Perhaps the government is counting on the U.S. dollar being so devalued in 50 or 100 years that it will be much easier to pay off the national debt by then. This logic almost sounds sensible, as no one would deny that the dollar’s value is melting like an ice cube in a heat wave:
Besides, there’s no denying that other countries are already using ultra-long-term sovereign bonds. Currently, over a dozen developed nations offer bonds with durations from 40 to 100 years; Canada has had a 50-year bond since 2014, and Ireland, Belgium, and Mexico have issued 100-year bonds.
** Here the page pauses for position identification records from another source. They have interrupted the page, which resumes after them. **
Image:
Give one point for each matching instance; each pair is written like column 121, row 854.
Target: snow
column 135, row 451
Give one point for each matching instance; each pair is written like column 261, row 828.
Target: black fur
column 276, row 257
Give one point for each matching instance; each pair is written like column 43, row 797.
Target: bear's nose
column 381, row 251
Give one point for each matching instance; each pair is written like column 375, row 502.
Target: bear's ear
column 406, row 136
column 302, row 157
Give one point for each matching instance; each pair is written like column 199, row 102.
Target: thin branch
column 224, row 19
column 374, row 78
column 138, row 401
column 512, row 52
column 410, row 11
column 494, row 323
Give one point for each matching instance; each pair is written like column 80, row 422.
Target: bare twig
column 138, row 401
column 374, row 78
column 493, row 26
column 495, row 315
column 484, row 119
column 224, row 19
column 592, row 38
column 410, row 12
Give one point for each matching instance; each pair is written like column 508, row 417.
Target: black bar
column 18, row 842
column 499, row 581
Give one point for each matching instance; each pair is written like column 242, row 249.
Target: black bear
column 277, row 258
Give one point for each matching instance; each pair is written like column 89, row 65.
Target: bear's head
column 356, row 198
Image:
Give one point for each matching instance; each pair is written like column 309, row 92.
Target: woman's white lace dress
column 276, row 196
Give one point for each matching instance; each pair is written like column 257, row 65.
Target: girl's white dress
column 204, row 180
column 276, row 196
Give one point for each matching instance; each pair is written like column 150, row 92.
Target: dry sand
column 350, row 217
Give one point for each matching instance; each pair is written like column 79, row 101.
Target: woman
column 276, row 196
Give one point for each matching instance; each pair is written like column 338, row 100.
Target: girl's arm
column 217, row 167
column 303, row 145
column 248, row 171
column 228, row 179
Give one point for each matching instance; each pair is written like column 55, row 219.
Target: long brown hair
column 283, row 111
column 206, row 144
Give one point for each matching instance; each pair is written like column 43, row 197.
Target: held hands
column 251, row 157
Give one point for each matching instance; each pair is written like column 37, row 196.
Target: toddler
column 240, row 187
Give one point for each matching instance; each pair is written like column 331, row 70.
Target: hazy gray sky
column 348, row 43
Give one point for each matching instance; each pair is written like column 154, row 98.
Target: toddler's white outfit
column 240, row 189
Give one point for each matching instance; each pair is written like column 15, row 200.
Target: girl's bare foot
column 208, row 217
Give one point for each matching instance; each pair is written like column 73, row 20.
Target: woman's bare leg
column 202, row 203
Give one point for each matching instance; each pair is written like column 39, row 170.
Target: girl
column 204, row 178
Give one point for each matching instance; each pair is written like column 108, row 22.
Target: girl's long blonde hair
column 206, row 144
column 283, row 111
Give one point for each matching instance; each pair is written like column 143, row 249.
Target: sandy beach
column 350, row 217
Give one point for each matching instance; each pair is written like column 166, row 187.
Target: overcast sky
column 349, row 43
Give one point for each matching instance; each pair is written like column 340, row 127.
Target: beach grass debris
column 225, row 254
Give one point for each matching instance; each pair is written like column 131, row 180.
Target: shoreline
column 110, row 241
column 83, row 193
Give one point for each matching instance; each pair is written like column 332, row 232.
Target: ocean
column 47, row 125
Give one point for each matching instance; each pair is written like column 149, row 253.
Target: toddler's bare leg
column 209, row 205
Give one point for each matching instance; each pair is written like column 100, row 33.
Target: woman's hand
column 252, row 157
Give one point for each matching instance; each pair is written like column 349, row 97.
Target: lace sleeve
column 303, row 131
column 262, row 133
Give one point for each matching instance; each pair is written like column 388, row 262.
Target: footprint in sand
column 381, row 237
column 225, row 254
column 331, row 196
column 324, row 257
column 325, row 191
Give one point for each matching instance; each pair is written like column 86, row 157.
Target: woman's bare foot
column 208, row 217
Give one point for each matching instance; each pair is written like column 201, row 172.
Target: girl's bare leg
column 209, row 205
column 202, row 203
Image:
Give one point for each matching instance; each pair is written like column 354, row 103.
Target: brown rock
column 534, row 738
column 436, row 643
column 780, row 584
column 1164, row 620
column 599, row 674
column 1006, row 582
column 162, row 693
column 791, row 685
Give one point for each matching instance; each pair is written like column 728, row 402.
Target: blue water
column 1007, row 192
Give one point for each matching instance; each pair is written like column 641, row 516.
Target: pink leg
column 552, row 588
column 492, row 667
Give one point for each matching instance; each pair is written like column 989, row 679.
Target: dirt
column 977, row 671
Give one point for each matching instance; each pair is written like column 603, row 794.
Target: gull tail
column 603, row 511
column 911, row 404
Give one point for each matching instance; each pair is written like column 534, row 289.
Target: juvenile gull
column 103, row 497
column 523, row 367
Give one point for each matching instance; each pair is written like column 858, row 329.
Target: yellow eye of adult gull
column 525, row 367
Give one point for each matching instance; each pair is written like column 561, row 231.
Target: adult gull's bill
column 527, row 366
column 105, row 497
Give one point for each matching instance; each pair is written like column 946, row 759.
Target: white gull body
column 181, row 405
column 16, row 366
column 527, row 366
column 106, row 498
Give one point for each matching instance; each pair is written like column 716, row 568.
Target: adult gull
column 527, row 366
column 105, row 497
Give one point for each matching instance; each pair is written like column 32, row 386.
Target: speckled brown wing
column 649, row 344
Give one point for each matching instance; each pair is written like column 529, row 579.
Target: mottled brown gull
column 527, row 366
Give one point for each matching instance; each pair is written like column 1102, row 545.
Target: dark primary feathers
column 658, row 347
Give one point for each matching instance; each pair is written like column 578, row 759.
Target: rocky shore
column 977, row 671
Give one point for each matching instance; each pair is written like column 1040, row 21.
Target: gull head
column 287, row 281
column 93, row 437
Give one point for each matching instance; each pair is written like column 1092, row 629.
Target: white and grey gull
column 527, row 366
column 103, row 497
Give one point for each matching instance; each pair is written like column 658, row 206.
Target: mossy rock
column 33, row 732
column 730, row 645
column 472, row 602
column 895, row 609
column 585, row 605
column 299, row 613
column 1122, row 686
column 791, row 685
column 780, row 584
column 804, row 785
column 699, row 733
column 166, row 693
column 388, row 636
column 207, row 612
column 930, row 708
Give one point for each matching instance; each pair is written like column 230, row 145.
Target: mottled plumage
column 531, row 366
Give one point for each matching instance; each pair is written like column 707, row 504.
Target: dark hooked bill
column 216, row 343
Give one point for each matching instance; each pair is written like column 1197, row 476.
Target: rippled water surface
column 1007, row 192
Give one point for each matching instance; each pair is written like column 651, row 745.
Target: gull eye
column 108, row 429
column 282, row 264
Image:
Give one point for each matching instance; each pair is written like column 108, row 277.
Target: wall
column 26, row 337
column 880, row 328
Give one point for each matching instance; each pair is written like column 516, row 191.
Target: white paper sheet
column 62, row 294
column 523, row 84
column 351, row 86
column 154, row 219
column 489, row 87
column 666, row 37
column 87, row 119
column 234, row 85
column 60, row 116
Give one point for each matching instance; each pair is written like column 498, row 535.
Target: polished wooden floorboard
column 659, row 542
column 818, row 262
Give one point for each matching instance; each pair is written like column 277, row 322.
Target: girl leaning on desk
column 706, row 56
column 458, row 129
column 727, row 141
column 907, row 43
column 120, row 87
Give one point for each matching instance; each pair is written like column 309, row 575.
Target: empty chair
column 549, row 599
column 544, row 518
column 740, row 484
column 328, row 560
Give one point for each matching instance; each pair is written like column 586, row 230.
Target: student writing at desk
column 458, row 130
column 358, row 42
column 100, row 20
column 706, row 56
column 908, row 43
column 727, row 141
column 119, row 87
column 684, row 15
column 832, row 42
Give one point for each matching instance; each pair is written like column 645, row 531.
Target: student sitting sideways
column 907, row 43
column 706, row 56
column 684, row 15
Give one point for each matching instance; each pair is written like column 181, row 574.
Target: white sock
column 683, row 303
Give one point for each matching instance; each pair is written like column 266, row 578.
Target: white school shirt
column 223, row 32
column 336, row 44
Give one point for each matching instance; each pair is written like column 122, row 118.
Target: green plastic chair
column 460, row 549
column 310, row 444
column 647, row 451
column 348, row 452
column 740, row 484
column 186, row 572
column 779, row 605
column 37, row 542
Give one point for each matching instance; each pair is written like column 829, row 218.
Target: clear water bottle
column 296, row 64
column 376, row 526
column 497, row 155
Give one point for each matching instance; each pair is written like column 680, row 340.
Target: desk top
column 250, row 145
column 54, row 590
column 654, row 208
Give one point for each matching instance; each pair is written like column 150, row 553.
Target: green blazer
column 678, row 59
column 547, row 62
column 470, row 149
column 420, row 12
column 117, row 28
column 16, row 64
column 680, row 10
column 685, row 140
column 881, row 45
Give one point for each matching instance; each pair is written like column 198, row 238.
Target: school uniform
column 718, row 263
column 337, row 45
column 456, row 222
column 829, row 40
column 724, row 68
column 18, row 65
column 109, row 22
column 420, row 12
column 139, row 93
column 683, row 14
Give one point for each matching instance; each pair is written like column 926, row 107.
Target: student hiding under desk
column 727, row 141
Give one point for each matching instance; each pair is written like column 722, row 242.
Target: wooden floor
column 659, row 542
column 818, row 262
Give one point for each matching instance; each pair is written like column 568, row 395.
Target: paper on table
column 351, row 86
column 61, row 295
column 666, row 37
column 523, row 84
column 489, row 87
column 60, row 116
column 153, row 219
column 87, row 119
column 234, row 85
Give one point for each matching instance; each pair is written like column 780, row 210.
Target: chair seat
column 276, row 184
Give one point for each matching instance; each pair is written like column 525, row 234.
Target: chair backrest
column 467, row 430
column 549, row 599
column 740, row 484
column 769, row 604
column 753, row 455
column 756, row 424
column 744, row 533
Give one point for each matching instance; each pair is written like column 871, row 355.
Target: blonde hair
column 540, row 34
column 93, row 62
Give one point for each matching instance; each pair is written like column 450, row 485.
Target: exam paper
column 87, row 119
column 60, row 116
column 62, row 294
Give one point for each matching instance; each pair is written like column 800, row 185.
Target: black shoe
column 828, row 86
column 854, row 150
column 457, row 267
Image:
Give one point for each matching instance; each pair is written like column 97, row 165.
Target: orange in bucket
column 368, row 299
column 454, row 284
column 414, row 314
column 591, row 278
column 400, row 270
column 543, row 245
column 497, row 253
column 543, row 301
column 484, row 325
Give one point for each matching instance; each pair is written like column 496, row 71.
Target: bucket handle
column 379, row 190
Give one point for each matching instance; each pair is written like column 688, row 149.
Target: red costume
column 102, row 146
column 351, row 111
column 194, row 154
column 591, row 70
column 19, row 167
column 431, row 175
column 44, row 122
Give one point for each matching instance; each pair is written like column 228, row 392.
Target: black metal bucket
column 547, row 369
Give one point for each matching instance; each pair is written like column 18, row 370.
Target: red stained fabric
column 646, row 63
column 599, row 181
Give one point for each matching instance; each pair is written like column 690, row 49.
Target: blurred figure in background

Corporations have issued century-long bonds, as well. For instance, J.C. Penney issued $500 million worth of 100-year bonds in 1997; the interest rate on those bonds was of 7.625% – pretty enticing, right? Actually, those bonds now trade at 22.5 cents on the dollar, and there’s a long way to go before they mature in 2097.
I suppose we could blame that on J.C. Penney’s problems – the Amazon-induced “retail-pocalypse,” as they call it – more than on any inherent shortcomings of 100-year bonds. There’s a whole lot more at stake, though, when the world’s most powerful nation ventures into experimental finance than when J.C. Penney does it.
Not that any of us can stop this from happening – it’s the next tool they’ll reach for when they’ve run out of room to slash interest rates. With the interest payments on the federal debt set to exceed the entire national defense budget within 10 years, there’s pressure to do something, or at least look like they’re doing something.
And so, the government will kick the can down the road once again – very, very far down the road, until we’ve gone too far and can’t find our way back.